There have been suggestions in recent weeks that the Department of Children and Youth Affairs may be downgraded in any new government formation and that the position of Minister for Children might cease to be a full cabinet post.
The minister for children was given full cabinet status by the Fine Gael-Labour coalition which took office in March 2011. It had previously been a so-called “super junior” ministry, which gives such ministers the right to attend Cabinet meetings but not vote at them.
In a statement on Tuesday morning, Pat Rabbitte, chairman of Tusla and a former government minister, said such a decision would “turn back the clock on child protection and would be a mistake that we will live to regret”.
“If it is true that the new government is designed to exclude a cabinet minister having responsibility for the care and welfare of children, I would appeal to the three party leaders to rethink this decision,” Mr Rabbitte said, referring to the leaders of Fine Gael, Fianna Fáil and the Greens, who have agreed a programme for government.

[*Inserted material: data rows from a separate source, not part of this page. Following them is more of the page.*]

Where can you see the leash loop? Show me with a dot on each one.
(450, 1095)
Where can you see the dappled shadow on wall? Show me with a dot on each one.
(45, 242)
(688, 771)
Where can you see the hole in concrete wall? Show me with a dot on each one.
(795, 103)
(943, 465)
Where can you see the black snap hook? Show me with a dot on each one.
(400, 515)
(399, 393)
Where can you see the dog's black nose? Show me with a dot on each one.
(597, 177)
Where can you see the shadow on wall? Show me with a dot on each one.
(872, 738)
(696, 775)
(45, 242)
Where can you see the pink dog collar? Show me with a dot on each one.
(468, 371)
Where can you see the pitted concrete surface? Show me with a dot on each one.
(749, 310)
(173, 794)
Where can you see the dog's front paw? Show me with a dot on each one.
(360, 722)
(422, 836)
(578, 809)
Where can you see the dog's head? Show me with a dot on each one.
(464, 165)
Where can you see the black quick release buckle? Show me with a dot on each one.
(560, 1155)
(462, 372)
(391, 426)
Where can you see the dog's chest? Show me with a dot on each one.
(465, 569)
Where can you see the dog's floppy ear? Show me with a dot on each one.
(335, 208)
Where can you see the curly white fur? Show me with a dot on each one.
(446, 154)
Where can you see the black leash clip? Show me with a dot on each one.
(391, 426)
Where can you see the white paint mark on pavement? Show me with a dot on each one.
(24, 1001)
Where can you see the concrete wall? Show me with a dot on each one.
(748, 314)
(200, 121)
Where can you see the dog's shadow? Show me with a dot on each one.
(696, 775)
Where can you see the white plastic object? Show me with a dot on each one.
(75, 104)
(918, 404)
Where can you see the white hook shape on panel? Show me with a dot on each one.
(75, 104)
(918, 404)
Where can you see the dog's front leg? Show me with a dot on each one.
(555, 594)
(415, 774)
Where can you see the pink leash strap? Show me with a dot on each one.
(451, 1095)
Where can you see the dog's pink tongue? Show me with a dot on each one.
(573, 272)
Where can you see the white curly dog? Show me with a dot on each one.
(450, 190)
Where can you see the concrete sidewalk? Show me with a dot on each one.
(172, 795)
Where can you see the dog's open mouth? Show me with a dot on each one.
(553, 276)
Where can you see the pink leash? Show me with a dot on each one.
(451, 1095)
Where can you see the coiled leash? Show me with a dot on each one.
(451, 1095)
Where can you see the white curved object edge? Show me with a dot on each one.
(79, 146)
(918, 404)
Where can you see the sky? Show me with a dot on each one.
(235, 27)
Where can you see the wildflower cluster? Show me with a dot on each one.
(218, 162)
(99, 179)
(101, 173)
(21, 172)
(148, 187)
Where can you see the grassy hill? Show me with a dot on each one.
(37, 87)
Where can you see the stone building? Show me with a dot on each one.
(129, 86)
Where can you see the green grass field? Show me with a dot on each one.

“The priority now attaching to child protection, which derives from the bitter lessons of recent history, will be diluted if the Department of Children and Youth Affairs is subsumed into the Department of Education, which has other priorities.”
He added that it is “not too late to rethink” such a decision.
Speaking to The Irish Times, Mr Rabbitte said that if you “look at the history, the focus has not been on children, child neglect and child welfare, leading to some terrible eruptions in the recent past.
“We have now for the first time a standalone child protection agency, which, in my opinion, is overly constrained by bureaucracy as it stands, but if it finds itself reporting to a sub-department without a cabinet minister, it will worsen the bureaucratic imposition of the agency.”
Mr Rabbitte said there have been improvements in child protection provisions in recent years, but there are also “imperfections and mistakes [that] continue to be unearthed”.
The issue of child protection requires resources, he said, pointing to a recent court case in which a Tipperary man was jailed for 20 years for the rape and abuse of his daughters and sister. That case “would bring a tear to a stone”, said Mr Rabbitte.
Speaking outside court on Monday, the daughters of the jailed man in question had questioned why the authorities did not step in to save them during the decades they experienced abuse, asking whether this was due to the fact they were Travellers.
Mr Rabbitte said he thinks “it’s obvious that the State did not come to the rescue of the young women or children in that particular, terrible case”.
“The modern-day Tusla does, at least, have engagement with the Traveller community that doesn’t seem to have been the case 20 or 25 years ago, but nobody can put their hand on their heart and say: ‘I’m satisfied that a case along those lines could never happen again,’” Mr Rabbitte added.
“ I would hope it could never happen again, but as I say, the price is eternal vigilance.”
Asked if the portfolio of Minister for Children was more important than a ministry for higher education, which could also be on the cards, Mr Rabbitte said that while higher education was important, the welfare and protection of children was of the highest priority.